Hi Im from Spain and I have a nissan 200sx s14a 1997

Im interested in buy a pair of headlamps from 240sx kouki or s14a or i dont know how name in USA XD

like this










I will pay by Paypal the Headlamps and the shippment cost, somebody have headlamps on sale?

thanks

sorry for my english, I dont use the google translator to no looklike a swindler

P.D. como se que hay mucho Hispanoparlante en america, lo pongo tambien en Castellano por si alguien me entiende y puede ayudarme

tengo un Nissan 200sx s14a en España, pero aqui no hay apenas repuesto usado y el poco que hay cobran casi a precio de nuevo, por eso me interesaria comprarlo en USA, no compro en Europa porque los faros de Inglaterra no me valen y los de los demas paises parecido que en España, poco y caro

un saludo y espero no molestar


----------



## trmn8r (Apr 16, 2005)

pues no es facil conseguir esos aqui usados pero yo puedo preguantar a unos amigos aqui. talves ellos tienen un par extra o alguen que los puede conseguir. solo necesitas los focos.


----------



## RaceTec (Jul 11, 2010)

si solo los focos (headlamps) 

gracias un saludo


----------



## Shadao (Aug 14, 2007)

i hope my english isnt too difficult for you to read...

have you thought about purchaseing these headlights from japan? it might be easier, quicker, and cheaper for you...

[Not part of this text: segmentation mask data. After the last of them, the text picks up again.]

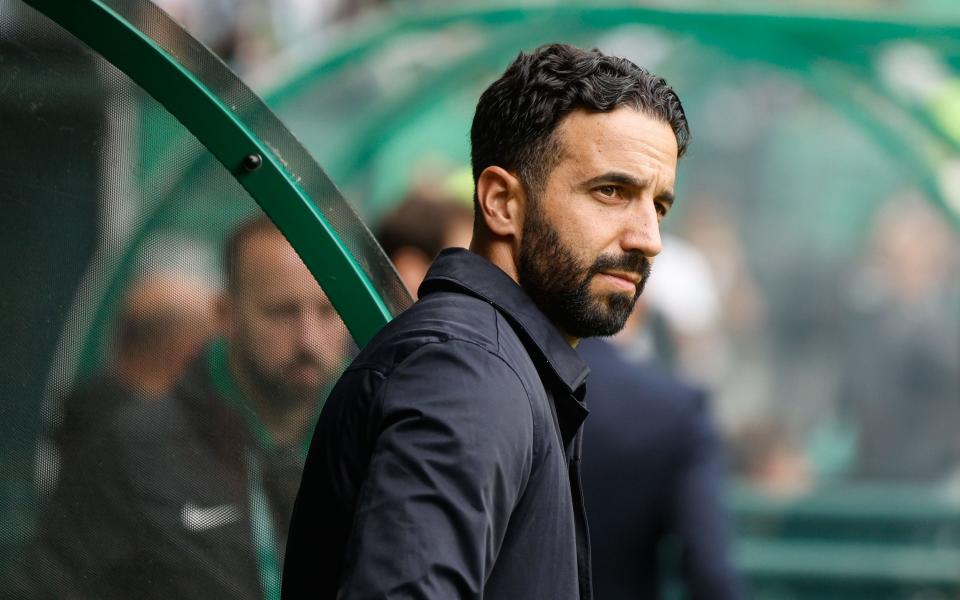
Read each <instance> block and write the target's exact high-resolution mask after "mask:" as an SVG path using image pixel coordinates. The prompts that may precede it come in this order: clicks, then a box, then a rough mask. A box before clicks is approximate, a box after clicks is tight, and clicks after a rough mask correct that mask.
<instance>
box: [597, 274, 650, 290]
mask: <svg viewBox="0 0 960 600" xmlns="http://www.w3.org/2000/svg"><path fill="white" fill-rule="evenodd" d="M600 275H601V276H603V278H604V280H606V281H608V282H610V283H611V284H613V285H615V286H616V287H619V288H621V289H623V290H625V291H628V292H636V291H637V285H638V284H639V283H640V279H641V277H640V275H639V274H638V273H629V272H627V271H602V272H601V273H600Z"/></svg>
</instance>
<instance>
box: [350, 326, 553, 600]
mask: <svg viewBox="0 0 960 600" xmlns="http://www.w3.org/2000/svg"><path fill="white" fill-rule="evenodd" d="M378 396H379V397H378V409H375V410H379V411H380V414H379V415H378V417H379V418H378V419H376V422H377V423H379V431H378V433H377V439H376V443H375V444H374V450H373V454H372V457H371V460H370V463H369V465H370V466H369V471H368V473H367V477H366V480H365V481H364V483H363V485H362V487H361V490H360V497H359V499H358V503H357V508H356V513H355V516H354V521H353V527H352V530H351V533H350V537H349V542H348V544H347V551H346V556H345V561H344V568H343V572H342V579H341V582H340V589H339V593H338V598H343V599H351V600H353V599H363V598H420V599H437V600H440V599H443V600H447V599H449V598H481V597H482V596H483V590H484V583H485V581H486V579H487V577H488V576H489V575H490V572H491V569H492V567H493V565H494V562H495V560H496V558H497V554H498V552H499V549H500V546H501V543H502V542H503V538H504V535H505V533H506V529H507V523H508V521H509V519H510V515H511V512H512V511H513V507H514V505H515V503H516V502H517V500H518V498H519V497H520V495H521V494H522V492H523V489H524V487H525V485H526V482H527V479H528V477H529V473H530V469H531V465H532V463H533V455H532V453H533V447H534V445H533V432H534V428H533V417H532V412H531V408H530V400H529V398H528V395H527V393H526V391H525V389H524V387H523V385H522V383H521V381H520V379H519V377H518V376H517V374H516V373H515V372H514V371H513V369H512V368H511V367H510V365H508V364H507V363H506V362H504V361H503V359H501V358H500V357H498V356H496V355H495V354H493V353H491V352H489V351H487V350H486V349H484V348H481V347H479V346H477V345H475V344H472V343H469V342H465V341H456V340H453V341H445V342H441V343H430V344H426V345H425V346H423V347H421V348H420V349H418V350H417V351H415V352H414V353H412V354H411V355H410V356H409V357H408V358H407V359H406V360H404V361H403V362H402V363H401V364H400V365H399V366H397V367H396V368H395V369H394V371H393V372H392V373H390V374H389V376H388V378H387V379H386V381H384V383H383V385H382V386H381V388H380V391H379V394H378Z"/></svg>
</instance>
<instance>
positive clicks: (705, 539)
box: [577, 339, 740, 600]
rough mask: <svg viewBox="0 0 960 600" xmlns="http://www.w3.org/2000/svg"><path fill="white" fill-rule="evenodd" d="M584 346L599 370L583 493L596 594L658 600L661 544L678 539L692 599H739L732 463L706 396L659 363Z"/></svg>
mask: <svg viewBox="0 0 960 600" xmlns="http://www.w3.org/2000/svg"><path fill="white" fill-rule="evenodd" d="M577 350H578V351H579V352H580V354H581V356H583V358H584V360H585V361H586V362H587V364H588V365H589V366H590V370H591V375H590V390H589V393H588V394H587V399H588V401H589V402H590V408H591V413H590V419H589V420H588V421H587V423H586V425H585V426H584V428H585V436H586V438H587V449H586V452H585V453H584V494H585V495H586V497H587V506H588V508H589V511H588V514H589V518H590V531H591V537H592V540H593V565H594V582H595V588H596V592H597V596H598V597H599V598H602V599H603V600H620V599H630V600H636V599H653V598H658V597H659V592H660V590H659V585H658V579H659V578H660V575H661V574H662V572H663V571H664V570H665V565H664V564H663V563H664V556H665V555H669V554H670V553H669V552H664V550H666V549H668V548H669V545H668V546H667V547H666V548H665V547H664V545H663V542H664V541H665V540H668V539H673V540H675V541H676V542H678V543H679V547H680V548H679V549H680V551H681V553H682V566H683V573H682V575H683V577H682V579H683V583H684V584H685V586H686V588H687V592H688V595H687V596H686V597H688V598H694V599H701V600H702V599H709V600H729V599H732V598H738V597H739V596H740V592H739V588H738V584H737V580H736V577H735V575H734V573H733V570H732V568H731V566H730V564H729V560H728V559H729V556H728V551H729V541H730V540H729V538H730V531H729V523H728V516H727V514H726V512H725V510H724V508H723V475H724V461H723V456H722V452H721V447H720V442H719V440H718V438H717V436H716V434H715V432H714V429H713V427H712V425H711V423H710V418H709V414H708V410H707V407H706V406H705V402H704V394H703V392H702V391H700V390H698V389H695V388H692V387H690V386H688V385H685V384H683V383H681V382H680V381H678V380H677V379H676V378H675V377H673V376H671V375H670V374H668V373H667V372H665V371H664V370H663V369H661V368H658V367H656V366H655V365H652V364H648V365H644V366H638V365H635V364H632V363H628V362H627V361H625V360H624V359H623V358H622V357H621V356H620V354H619V352H618V350H617V349H616V348H615V347H614V346H612V345H611V344H609V343H607V342H603V341H601V340H595V339H594V340H583V341H582V342H581V343H580V345H579V346H578V347H577ZM667 566H669V565H667Z"/></svg>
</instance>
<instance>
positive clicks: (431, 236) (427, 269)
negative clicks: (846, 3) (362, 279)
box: [376, 193, 473, 298]
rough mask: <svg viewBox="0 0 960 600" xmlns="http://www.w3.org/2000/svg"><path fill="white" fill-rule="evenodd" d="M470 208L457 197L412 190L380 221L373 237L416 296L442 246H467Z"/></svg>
mask: <svg viewBox="0 0 960 600" xmlns="http://www.w3.org/2000/svg"><path fill="white" fill-rule="evenodd" d="M472 227H473V211H472V210H471V209H470V208H468V207H467V206H465V205H462V204H460V203H459V202H457V201H456V200H453V199H446V198H432V197H430V196H428V195H426V194H423V193H414V194H411V195H409V196H407V197H406V198H404V199H403V200H402V201H401V202H400V203H399V204H398V205H397V206H396V207H395V208H394V209H393V210H392V211H390V212H389V213H388V214H387V216H386V217H384V218H383V220H382V221H381V222H380V225H379V227H378V228H377V232H376V236H377V240H378V241H379V242H380V246H381V247H382V248H383V251H384V252H385V253H386V254H387V256H389V257H390V260H391V261H392V262H393V265H394V267H396V269H397V273H398V274H399V275H400V279H402V280H403V283H404V285H406V286H407V289H408V290H410V293H411V294H412V295H413V296H414V298H416V293H417V288H418V287H420V283H421V282H422V281H423V278H424V277H426V275H427V270H428V269H429V268H430V263H432V262H433V259H434V258H436V257H437V255H438V254H440V251H441V250H443V249H444V248H450V247H460V248H466V247H467V246H469V245H470V230H471V229H472Z"/></svg>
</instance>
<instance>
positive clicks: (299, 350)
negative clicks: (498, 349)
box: [0, 0, 409, 598]
mask: <svg viewBox="0 0 960 600" xmlns="http://www.w3.org/2000/svg"><path fill="white" fill-rule="evenodd" d="M113 9H114V10H116V11H117V12H119V13H121V14H124V15H127V16H129V17H131V18H133V19H134V20H137V22H138V24H139V25H141V26H142V27H143V29H144V30H145V31H147V32H148V33H149V34H150V35H151V36H152V37H153V38H154V40H155V42H157V43H158V44H159V45H160V46H162V47H163V48H164V49H165V50H166V51H168V52H170V53H171V54H173V55H175V56H178V57H180V58H181V59H182V61H183V64H185V65H186V67H187V68H188V70H189V71H191V72H192V73H193V76H194V77H195V78H196V81H197V82H198V85H208V86H209V87H208V89H209V90H212V91H213V93H215V94H218V95H220V98H221V99H222V100H223V101H224V102H225V103H227V104H228V105H229V106H230V107H231V108H232V109H233V110H234V111H235V113H234V114H235V115H237V116H238V118H240V119H241V121H242V122H243V124H244V127H245V129H246V131H247V132H248V134H249V135H251V136H252V137H254V138H256V139H259V140H260V141H261V142H262V143H263V144H264V146H265V147H267V148H270V149H271V150H272V154H271V156H272V157H273V160H279V161H280V163H281V164H283V166H284V167H285V168H286V169H288V171H287V172H288V173H289V174H291V176H292V177H293V178H294V179H295V181H296V182H297V186H298V187H299V190H300V191H302V192H304V193H305V194H307V195H309V197H310V198H311V199H312V202H315V203H316V204H315V206H316V207H317V208H318V210H319V211H320V214H322V216H323V218H324V219H325V220H326V221H327V222H328V223H330V224H331V226H332V228H333V229H334V230H336V231H337V234H336V237H337V238H338V239H339V240H340V242H342V245H343V246H344V247H346V248H347V252H348V254H349V255H350V256H352V257H354V258H355V259H356V264H357V265H358V268H359V270H360V271H361V272H362V273H363V277H364V278H365V280H366V281H368V282H369V283H370V286H371V289H373V290H375V291H376V295H377V298H378V300H377V301H378V302H382V303H383V305H384V306H385V307H386V309H387V311H388V314H395V313H396V312H399V311H400V310H402V309H403V307H405V306H406V305H407V303H409V297H408V296H407V293H406V291H405V290H404V288H403V287H402V284H401V283H400V282H399V279H398V278H397V277H396V274H395V273H394V272H393V269H392V267H391V266H390V264H389V262H388V261H387V260H386V258H385V257H384V256H383V255H382V252H381V251H380V250H379V247H378V246H377V245H376V243H375V242H374V241H373V238H372V236H371V235H370V233H369V231H368V230H367V229H366V227H365V226H364V225H363V224H362V223H361V222H360V220H359V219H358V218H357V217H356V215H355V213H354V212H353V211H352V210H351V209H350V207H349V205H348V204H347V203H346V201H345V200H344V199H343V198H342V197H341V196H340V195H339V193H338V192H337V191H336V189H335V188H334V187H333V184H332V183H331V182H330V181H329V179H327V178H326V176H325V175H324V174H323V172H322V171H321V170H320V169H319V167H318V166H317V165H316V164H315V163H314V162H313V161H312V160H311V159H310V158H309V157H308V156H305V155H303V154H302V152H303V151H302V149H300V148H299V146H298V145H297V144H296V142H295V140H294V139H293V137H292V136H291V135H290V134H289V133H288V132H287V131H286V130H285V129H283V128H282V126H281V125H280V124H279V122H278V121H276V119H275V118H273V117H272V115H270V114H269V113H268V111H266V109H264V108H263V107H262V105H260V104H259V102H258V101H256V99H255V98H253V96H252V94H250V92H249V91H248V90H247V89H246V88H245V86H243V85H242V84H241V83H240V82H239V81H238V80H236V79H235V78H234V77H233V75H232V74H231V73H230V72H229V70H228V69H227V68H226V67H225V66H224V65H223V64H222V63H220V62H219V61H218V60H217V59H216V58H214V57H213V56H212V55H210V54H209V53H207V52H206V50H204V49H203V48H202V47H201V46H200V45H199V44H197V43H196V42H195V41H193V40H192V39H190V38H189V37H188V36H187V35H186V34H185V33H184V32H183V31H182V30H180V29H179V28H178V27H176V26H175V25H173V24H172V23H171V22H170V21H169V20H166V19H165V18H164V17H163V15H162V14H159V13H158V11H157V10H156V9H155V8H154V7H152V6H151V5H149V4H147V3H133V2H127V3H116V4H115V5H114V6H113ZM0 82H2V83H0V131H2V142H0V161H2V163H3V167H2V168H0V207H2V220H0V228H2V232H3V235H2V236H0V239H2V242H0V243H2V244H3V246H2V247H3V254H2V256H3V266H2V270H0V287H2V289H3V290H4V292H3V294H2V306H3V316H2V317H0V318H2V330H3V336H2V337H3V341H2V344H0V372H2V373H3V377H2V379H0V396H2V398H3V403H2V404H3V409H2V411H3V412H2V415H3V417H2V419H0V505H2V507H3V509H2V510H0V581H2V582H3V583H2V584H0V596H3V597H12V598H132V597H140V598H148V597H155V598H276V597H278V594H279V574H280V566H281V563H282V554H283V550H284V544H285V538H286V530H287V525H288V522H289V516H290V511H291V509H292V503H293V499H294V496H295V494H296V491H297V487H298V486H299V480H300V470H301V468H302V464H303V460H304V456H305V452H306V447H307V444H308V443H309V440H310V435H311V434H312V425H313V422H314V420H315V418H316V416H317V414H318V411H319V409H320V407H321V406H322V404H323V400H324V398H325V397H326V394H327V393H328V392H329V390H330V387H331V386H332V385H333V383H334V382H335V381H336V379H337V377H338V376H339V374H340V372H341V371H342V369H343V368H344V367H345V366H346V364H347V363H348V362H349V360H350V358H351V356H353V355H354V354H355V352H356V345H355V343H354V341H353V339H352V336H351V331H352V329H350V328H348V327H347V325H346V324H345V323H344V321H343V319H342V318H341V317H340V315H339V314H338V312H337V310H335V309H334V307H333V305H332V303H331V300H330V299H329V298H328V295H327V294H326V293H325V292H324V291H323V289H321V287H320V285H319V284H318V283H317V281H316V278H315V276H316V273H315V272H314V273H311V270H308V268H307V267H306V266H305V264H304V259H302V258H301V255H302V256H310V252H311V250H310V249H309V248H307V249H298V250H296V251H295V250H294V249H293V248H292V247H291V245H290V244H289V242H288V241H287V240H286V239H285V238H284V235H283V234H281V233H280V232H279V231H278V230H277V228H276V226H275V225H274V224H273V223H272V222H271V219H269V218H267V216H266V214H265V213H264V211H263V210H262V209H261V205H267V206H269V203H270V202H271V201H272V199H271V198H270V197H269V196H265V197H258V200H259V203H258V201H255V200H254V198H253V197H252V196H251V193H250V192H248V190H247V189H246V188H245V187H244V186H243V185H241V183H239V182H238V173H240V172H241V168H233V167H241V165H232V166H231V168H227V167H224V166H222V165H221V164H220V162H219V161H218V160H216V159H214V158H213V155H214V154H217V157H218V158H219V157H220V155H221V154H223V153H224V152H226V151H227V150H229V149H227V150H224V149H223V148H217V147H216V144H218V143H222V141H223V140H218V139H214V140H212V141H211V140H210V139H207V140H205V141H206V143H207V145H204V144H201V143H200V141H198V138H197V137H196V136H195V135H193V134H191V133H190V131H188V130H187V129H186V128H185V126H184V125H183V124H181V122H180V121H178V119H177V118H174V116H173V114H172V113H171V112H170V111H168V110H167V109H166V108H164V106H163V105H162V104H160V103H159V102H157V101H156V100H154V99H153V98H152V97H151V96H150V95H148V94H147V93H145V92H144V91H143V89H142V88H141V86H140V85H138V84H136V83H134V82H133V81H132V80H131V78H130V77H128V76H127V75H125V74H124V73H123V72H121V71H120V70H118V69H117V68H116V67H114V66H113V65H111V64H110V62H108V61H107V60H105V59H104V58H103V57H102V56H101V55H100V54H98V53H97V52H95V51H93V50H91V49H90V48H89V47H87V46H85V45H84V44H83V43H81V42H80V41H78V39H77V38H75V37H74V36H73V35H71V34H69V33H68V32H67V31H66V30H65V29H63V28H62V27H60V26H58V25H56V24H54V23H53V22H52V21H51V20H50V19H48V18H47V17H45V16H43V15H41V14H40V13H38V12H36V11H35V10H34V9H32V8H29V7H28V6H26V5H25V4H23V3H21V2H19V0H0ZM244 118H245V119H249V122H247V121H243V119H244ZM251 132H252V133H251ZM218 153H219V154H218ZM265 160H266V159H265ZM198 165H200V166H199V167H198ZM264 168H267V167H266V166H265V167H264ZM253 189H255V186H254V188H253ZM272 210H273V209H272ZM275 214H277V213H276V211H275V210H274V214H272V215H271V216H275ZM281 216H282V215H281ZM298 235H300V237H301V239H308V238H309V228H307V229H305V230H304V231H300V232H299V234H298ZM321 235H324V234H323V232H322V231H318V232H317V236H321ZM314 258H315V259H316V256H315V255H314ZM317 265H320V266H321V267H322V261H317V260H314V262H313V267H314V268H316V267H317ZM357 293H358V294H364V293H366V292H364V291H362V290H358V292H357Z"/></svg>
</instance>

try feast auto export... talk to adam if you can, hes a very good parts supplier based in japan and i get my parts from him and im in canada... he speaks japanese and english but with todays translators the language barrier shoudlnt be too much of a hassle...


----------



## RaceTec (Jul 11, 2010)

Shadao said:


> i hope my english isnt too difficult for you to read...
> 
> have you thought about purchaseing these headlights from japan? it might be easier, quicker, and cheaper for you...
> 
> try feast auto export... talk to adam if you can, hes a very good parts supplier based in japan and i get my parts from him and im in canada... he speaks japanese and english but with todays translators the language barrier shoudlnt be too much of a hassle...



i understand all thanks, my problem is when i must speak or write...

adam is a member of this forum?i will search he

i dont use the transaltors because, i dont know in usa but in spanish forums sometimes appears new ussers from other countrys using translators and they are swindlers, and to not look like they i preffer use my bad english


----------